On causes and effects
1. I read some of the possible factors for cancellation by SyFy and one of them was timing, where a four-month delay throughout the winter is bad for an arc-based show, because new and casual viewers could quickly lose interest, which is why ABC kept airing "Lost" without much interruption. I belive that the choice to move the series to Tuesdays was a bad move (schoolkids are busy doing homework, other people working inside a week, while Fridays are freer).2. The other problem is in marketing the show: First-viewing rights went to Anglo-Saxon countries (U.S., then Canada, then UK and Australia) and then some other country's channel got the episodes later or that channel wasn't quite interested: people in that country already had the episodes online (by any means): iTunes does not extend to enough useful territories, Hulu is only U.S.-based and did anyone consider having the episodes up on VEVO (an ad-supported YouTube project)?
The trick is in timing: Some very successful movies (The Matrix series came to mind) are screened near-simultaneously worldwide to avoid losses in second and third countries, because by the time a movie screens there, people in those might have already seen the material outside the movie theatre and may thus stay away from there.
Crazy idea #1: is for MGM to produce a quality SGU episode and launch it as a movie, worldwide (with nearly the same production budget). And many episodes back-to-back that way.
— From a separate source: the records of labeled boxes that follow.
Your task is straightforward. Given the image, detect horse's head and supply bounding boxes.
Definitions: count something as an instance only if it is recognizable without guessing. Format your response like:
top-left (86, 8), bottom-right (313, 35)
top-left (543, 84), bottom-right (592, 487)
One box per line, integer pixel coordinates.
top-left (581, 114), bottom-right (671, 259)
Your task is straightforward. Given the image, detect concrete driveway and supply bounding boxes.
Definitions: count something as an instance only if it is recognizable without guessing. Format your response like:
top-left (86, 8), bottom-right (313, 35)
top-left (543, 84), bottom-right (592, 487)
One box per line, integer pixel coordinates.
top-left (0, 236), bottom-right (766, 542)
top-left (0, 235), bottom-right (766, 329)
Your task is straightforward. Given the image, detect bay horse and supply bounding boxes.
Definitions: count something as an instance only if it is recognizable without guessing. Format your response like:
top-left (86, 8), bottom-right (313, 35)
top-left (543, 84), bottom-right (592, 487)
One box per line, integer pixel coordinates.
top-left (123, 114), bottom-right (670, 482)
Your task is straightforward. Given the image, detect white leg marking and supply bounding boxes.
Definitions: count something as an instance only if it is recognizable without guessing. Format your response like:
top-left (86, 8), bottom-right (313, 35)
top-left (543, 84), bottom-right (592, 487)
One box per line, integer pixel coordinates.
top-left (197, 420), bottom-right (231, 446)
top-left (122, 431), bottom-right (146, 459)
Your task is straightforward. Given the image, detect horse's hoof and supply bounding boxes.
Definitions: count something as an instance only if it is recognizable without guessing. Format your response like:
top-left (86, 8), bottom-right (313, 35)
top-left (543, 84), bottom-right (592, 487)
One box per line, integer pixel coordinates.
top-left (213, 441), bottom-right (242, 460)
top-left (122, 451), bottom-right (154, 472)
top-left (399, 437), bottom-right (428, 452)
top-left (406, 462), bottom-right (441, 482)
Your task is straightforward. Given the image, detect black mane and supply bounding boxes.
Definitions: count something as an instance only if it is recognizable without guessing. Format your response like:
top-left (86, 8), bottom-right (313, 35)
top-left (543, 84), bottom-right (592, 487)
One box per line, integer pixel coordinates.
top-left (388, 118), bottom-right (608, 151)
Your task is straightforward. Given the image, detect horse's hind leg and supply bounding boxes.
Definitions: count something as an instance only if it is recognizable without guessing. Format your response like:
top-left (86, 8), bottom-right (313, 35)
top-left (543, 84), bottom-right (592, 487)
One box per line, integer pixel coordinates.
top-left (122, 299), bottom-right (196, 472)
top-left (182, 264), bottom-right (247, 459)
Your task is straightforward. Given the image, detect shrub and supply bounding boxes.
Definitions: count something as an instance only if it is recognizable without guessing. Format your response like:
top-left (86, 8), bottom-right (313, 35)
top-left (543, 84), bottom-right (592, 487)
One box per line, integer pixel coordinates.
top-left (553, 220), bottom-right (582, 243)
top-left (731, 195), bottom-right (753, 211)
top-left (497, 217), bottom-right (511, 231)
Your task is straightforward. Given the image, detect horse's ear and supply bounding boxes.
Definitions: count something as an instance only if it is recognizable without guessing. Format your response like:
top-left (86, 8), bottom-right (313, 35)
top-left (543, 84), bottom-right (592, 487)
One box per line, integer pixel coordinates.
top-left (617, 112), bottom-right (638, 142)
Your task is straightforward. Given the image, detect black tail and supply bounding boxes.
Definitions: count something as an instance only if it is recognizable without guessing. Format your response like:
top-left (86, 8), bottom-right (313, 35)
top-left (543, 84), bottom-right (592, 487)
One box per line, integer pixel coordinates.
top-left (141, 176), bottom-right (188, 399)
I know it hasn't been done before.
Crazy idea #2: In trying to continue SGU on another channel, a collection of interested TV networks from around the world (I first thought Europe, where Atlantis was very popular, but then there's Australia, NZ, Japan, and maybe some friendly Latin-American countries) could create a collective financing pool to help produce SGU with the current producers keeping the creative freedom and all those channels could then near-simultaneously air the episodes. This would off-set the need to get individual episodes by ambiguous means. Now, how to get the channels interested in product and project, is another matter.
In addition, good DVD marketing could also help.
Farscape had the Library project and the Military/Navy project — donate VHS's (at the time) and DVD's to libraries and military/navy outposts. We could do the same and even more.